Fidler and Office Manager Jess Grello have been the only office staff.

“We’ve been running too lean for too long,” Taylor said.

The performance venue-conference facility, part of the planeed 1.6-acre, three-building Port Angeles Waterfront Center at North Oak and West Front streets, will include a 400-seat conference-banquet area.

Construction on Field Hall paused in mid-March due to a slowdown in contributions that has afflicted performing arts projects throughout the U.S., Taylor said.

The 41,000-square-foot building’s glass-wrapped shell was completed before construction was suspended.

The insides are largely bare. A coffee shop and 1,000-square-foot art gallery have been framed but not walled.

Taylor told Kiwanis Club meeting participants June 26, 2020, that he hoped for a Labor Day 2021 opening despite the impact of COVID-19. In October, Taylor announced the pause would start in early 2021 after donations had dried up.

Once work begins anew, six months of construction will include installation of large first- and second-floor restrooms and completion of the 500-seat performance hall stage followed by two months of final pre-opening preparations.

The building contractor, Minneapolis, Minn.-based M.A. Mortenson Company, “is ready to come back on short notice,” he said Monday.

“Just when we thought we were out of the woods, we are not now,” Taylor said.

“We don’t know how that will impact us in the next six months. We’re masking up again, and we’ve got a huge population of unvaccinated people.

“People may become reluctant again to have face-to-face contact, which is the heart and soul of fundraising.

“There are too many variables. All I know is, the building sells itself, so the key is getting people who have an interest into the building.”

To that end, the center is offering tours for groups of two to five people, Taylor said.

Taylor said $4 million has been raised since the construction hiatus began 4½ months ago, including $2 million from the state Building for the Arts capital grant program.

“The rest is all private, and the No. 1 source of donations is people buying naming rights to the pillars,” Taylor said.

Donor names are memorialized on glue-laminated Douglas fir mullions that frame the facade’s checkerboard windows; they dominate two walls and highlight a third.

The privilege costs contributors $25,000 they can spread out over three to five years.

Taylor said 33 of the 60 mullions are taken, with naming rights to performance hall seats eventually available.

Naming rights are currency for arts and events center projects, Taylor said.

“It’s a perpetual right that stays with the building as long as the building stands,” he said.

Soroptimist International of Port Angeles-Noon Club, already part of the city’s history, donated $70,000 for naming rights to the women’s restrooms, which feature eight bathroom stalls on each floor.

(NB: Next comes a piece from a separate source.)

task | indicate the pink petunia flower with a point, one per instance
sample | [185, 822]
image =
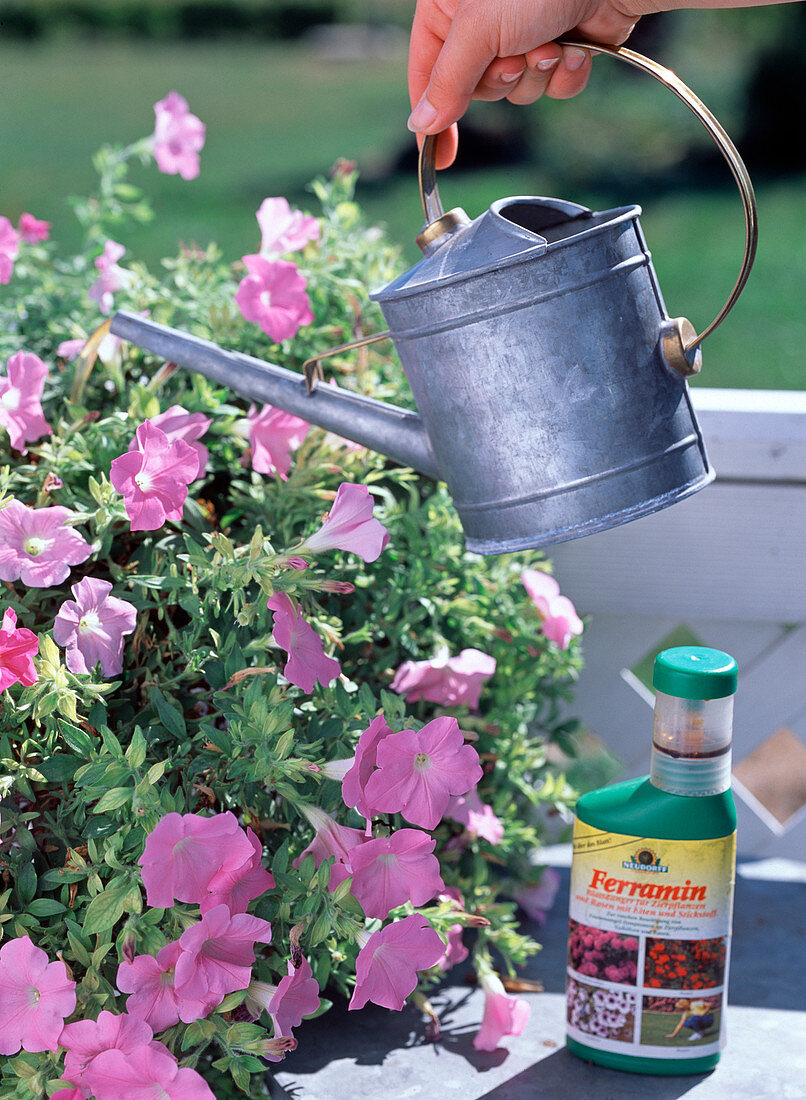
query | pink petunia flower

The Soroptimist funds originally were intended for restrooms that were not built as part of the group’s nearby Valley Estuary Project, said Field Hall board member Pili Meyer, a Soroptimist.

Meyer said Friday it’s the largest donation in club’s approximately 75-year history, a string that includes the city’s first public drinking fountain — which replaced a hand pump.

“Getting naming rights to the women’s restroom is kind of humorous,” she said.

“There are never enough restrooms for women. Everyone knows that’s a problem, and even men do, because they have to wait for us.”

According to Ginsburg’s LinkedIn profile, his job at Autorino was to “provide oversight and accountability for all Center operations including curating, producing, marketing, fundraising, financial reporting, membership, and rental programs for a highly utilized performing arts center, serving 30,000 patrons a year.”

His profile at the New England Foundation for the Arts website (nefa.org) described the Autorino Center as “a mission-based world-class performing arts presenter” and Ginsburg as a founder of the Hartford theater company HartBeat Ensemble in 2001.

“Steven was selected by American Theater magazine as one of 25 young theater artists most likely to influence theater in the next 25 years, a 2018 State of Connecticut Performing Artist Fellow, and by the Hartford Business Journal to join the select 40 under 40,” according to the NEFA profile.